Non-compete agreements are a common feature of many employment contracts, but they’re also controversial. On the one hand, they can help protect a company’s intellectual property and prevent employees from taking valuable trade secrets to a competitor. On the other hand, they can also limit employee mobility and stifle innovation. In recent years, there has been a growing movement to restrict the use of employee covenant agreements, with some states even banning them altogether. In this article, we’ll take a closer look at the pros and cons of non-compete agreements in Colorado and explore the legal landscape surrounding them.
The legal landscape surrounding non-compete agreements varies from state to state; however, if an employee lives or works in Colorado, Colorado courts will apply Colorado law for the purposes of non-compete agreements. In general, courts will only enforce non-compete agreements that are reasonable in scope, duration, and geographic area. Employers should also be aware that non-compete agreements may be subject to antitrust laws if they are used to limit competition.
In Colorado, any non-compete agreement executed or renewed after August 10, 2022 is also subject to strict statutory requirements.
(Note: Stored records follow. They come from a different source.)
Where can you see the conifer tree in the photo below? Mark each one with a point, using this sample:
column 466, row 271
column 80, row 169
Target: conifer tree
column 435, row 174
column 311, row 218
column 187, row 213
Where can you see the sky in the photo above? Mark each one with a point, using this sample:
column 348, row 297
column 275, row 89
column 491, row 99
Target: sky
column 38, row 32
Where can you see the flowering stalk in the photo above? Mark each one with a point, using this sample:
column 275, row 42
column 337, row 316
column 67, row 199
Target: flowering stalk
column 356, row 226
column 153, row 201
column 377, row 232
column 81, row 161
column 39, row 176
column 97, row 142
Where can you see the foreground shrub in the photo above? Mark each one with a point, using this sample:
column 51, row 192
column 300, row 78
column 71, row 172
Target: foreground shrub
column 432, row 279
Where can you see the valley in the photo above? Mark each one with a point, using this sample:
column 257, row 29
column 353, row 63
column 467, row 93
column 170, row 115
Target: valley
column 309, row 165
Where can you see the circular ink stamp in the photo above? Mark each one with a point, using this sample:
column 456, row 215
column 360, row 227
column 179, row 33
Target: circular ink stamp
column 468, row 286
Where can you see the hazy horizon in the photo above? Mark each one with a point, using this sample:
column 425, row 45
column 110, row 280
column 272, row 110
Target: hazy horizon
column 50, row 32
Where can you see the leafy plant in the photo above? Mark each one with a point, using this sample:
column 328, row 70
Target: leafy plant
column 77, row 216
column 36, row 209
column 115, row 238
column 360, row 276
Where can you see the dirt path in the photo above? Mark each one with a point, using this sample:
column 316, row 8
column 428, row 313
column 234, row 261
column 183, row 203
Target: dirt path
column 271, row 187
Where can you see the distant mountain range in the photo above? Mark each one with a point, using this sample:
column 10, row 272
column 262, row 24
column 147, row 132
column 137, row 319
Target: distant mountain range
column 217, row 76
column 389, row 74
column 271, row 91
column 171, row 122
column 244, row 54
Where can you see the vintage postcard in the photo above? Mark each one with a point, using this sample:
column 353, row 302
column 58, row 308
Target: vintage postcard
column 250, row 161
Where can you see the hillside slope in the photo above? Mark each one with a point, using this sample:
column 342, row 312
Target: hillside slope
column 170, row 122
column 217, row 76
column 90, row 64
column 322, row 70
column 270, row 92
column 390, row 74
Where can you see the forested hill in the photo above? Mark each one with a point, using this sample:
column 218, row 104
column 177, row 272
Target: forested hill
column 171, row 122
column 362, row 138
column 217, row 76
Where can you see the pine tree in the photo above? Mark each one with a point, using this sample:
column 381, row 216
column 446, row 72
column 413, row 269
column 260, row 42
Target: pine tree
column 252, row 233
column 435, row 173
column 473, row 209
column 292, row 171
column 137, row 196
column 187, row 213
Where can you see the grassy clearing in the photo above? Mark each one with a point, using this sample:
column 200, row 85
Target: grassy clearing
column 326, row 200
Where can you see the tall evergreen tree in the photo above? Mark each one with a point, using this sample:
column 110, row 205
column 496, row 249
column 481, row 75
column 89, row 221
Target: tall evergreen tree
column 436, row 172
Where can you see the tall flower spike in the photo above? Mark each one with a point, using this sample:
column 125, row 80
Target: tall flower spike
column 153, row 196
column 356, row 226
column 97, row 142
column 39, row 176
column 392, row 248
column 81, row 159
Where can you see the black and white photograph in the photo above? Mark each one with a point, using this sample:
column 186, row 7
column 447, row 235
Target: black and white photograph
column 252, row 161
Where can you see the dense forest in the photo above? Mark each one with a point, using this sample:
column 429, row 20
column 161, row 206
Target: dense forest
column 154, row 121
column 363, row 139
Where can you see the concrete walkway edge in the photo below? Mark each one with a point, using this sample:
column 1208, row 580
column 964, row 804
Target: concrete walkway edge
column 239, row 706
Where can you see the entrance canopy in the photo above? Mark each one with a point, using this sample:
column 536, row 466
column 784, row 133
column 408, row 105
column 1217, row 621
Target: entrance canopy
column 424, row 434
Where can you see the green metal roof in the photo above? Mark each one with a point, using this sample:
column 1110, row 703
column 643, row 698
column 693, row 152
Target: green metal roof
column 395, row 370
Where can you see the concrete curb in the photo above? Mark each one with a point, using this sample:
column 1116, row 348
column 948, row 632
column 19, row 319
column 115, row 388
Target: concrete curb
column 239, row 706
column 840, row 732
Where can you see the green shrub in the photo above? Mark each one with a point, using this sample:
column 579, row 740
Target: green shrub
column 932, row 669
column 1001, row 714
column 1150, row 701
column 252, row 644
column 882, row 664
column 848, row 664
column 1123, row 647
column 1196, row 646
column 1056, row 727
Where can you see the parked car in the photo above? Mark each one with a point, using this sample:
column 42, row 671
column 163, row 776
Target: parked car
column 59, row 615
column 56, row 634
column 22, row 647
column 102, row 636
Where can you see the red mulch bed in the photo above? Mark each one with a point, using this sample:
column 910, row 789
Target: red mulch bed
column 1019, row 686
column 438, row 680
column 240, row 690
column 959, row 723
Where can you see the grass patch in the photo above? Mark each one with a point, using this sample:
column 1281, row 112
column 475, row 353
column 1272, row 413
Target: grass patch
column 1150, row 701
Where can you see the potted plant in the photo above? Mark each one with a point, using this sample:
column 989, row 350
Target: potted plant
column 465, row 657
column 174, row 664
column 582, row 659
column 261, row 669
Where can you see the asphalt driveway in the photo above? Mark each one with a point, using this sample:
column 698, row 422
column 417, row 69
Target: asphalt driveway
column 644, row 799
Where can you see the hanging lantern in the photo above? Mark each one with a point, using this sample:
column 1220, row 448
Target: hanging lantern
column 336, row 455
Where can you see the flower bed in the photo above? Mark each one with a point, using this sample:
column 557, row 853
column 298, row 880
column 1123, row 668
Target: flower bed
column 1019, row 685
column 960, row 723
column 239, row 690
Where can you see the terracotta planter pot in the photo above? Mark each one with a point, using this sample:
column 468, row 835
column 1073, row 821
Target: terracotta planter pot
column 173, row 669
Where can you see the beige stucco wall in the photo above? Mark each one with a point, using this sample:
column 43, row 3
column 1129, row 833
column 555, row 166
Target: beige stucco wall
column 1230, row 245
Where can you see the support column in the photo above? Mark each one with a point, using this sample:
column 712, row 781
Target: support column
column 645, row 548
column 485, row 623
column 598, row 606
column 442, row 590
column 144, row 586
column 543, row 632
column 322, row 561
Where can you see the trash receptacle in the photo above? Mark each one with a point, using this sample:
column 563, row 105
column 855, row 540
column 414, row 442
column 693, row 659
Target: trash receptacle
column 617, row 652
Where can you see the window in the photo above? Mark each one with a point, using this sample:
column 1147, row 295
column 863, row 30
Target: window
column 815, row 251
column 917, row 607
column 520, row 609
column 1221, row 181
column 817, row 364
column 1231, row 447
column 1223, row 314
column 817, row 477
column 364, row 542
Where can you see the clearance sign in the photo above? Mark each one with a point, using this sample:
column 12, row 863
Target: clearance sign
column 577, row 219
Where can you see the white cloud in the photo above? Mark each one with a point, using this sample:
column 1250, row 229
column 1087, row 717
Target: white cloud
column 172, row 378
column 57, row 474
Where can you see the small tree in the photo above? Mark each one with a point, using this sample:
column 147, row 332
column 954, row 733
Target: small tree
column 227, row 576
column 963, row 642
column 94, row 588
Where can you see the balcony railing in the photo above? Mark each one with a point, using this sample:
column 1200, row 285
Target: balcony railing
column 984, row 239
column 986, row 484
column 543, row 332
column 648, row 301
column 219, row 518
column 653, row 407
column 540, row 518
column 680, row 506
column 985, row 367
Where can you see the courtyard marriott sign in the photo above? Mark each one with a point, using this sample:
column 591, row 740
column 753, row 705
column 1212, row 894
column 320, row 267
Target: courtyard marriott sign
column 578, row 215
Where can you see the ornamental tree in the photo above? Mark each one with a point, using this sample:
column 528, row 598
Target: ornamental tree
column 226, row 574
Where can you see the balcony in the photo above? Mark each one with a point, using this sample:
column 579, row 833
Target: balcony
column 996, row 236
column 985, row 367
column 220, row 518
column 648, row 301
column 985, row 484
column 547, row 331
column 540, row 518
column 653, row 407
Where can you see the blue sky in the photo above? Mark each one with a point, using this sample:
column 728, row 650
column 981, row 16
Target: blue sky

Employers may not enter into a non-compete agreement with any employee who makes less than the threshold for a “Highly Compensated Employee” as set by the Colorado Department of Labor and Employment. This threshold amount may change each year, and employers will need to review non-compete agreements to ensure this salary requirement is met on a yearly basis.
Employers must also give at least fourteen days of advance notice to employees (and prospective employees) before entering into a non-compete agreement. The notice must provide the terms of the non-compete, as well as a statement advising the employee that the agreement could restrict the employee’s options for subsequent employment.
An employer who fails to comply with the statutory requirements for a non-compete agreement will find that not only is the agreement itself void, but the employer could also be subject to criminal penalties. Although it is unclear how a violation of the statute will be prosecuted, best practice would be to never find out!
Conclusion: Non-compete agreements can provide important protections for employers, but they can also limit employee mobility and stifle innovation. Employers should carefully consider whether a non-compete agreement is necessary and ensure that it is tailored to the employment relationship, reasonable in scope, duration, and geographic area, and fully complies with statutory requirements. Employees should also be aware of their rights and consult with an attorney if they have concerns about a non-compete agreement. By balancing protection and innovation, we can create a workforce that is both competitive and dynamic.
[1] This article does not address Non-Solicitation, Confidentiality, or other types of employment covenants regulated under C.R.S. 8-2-113.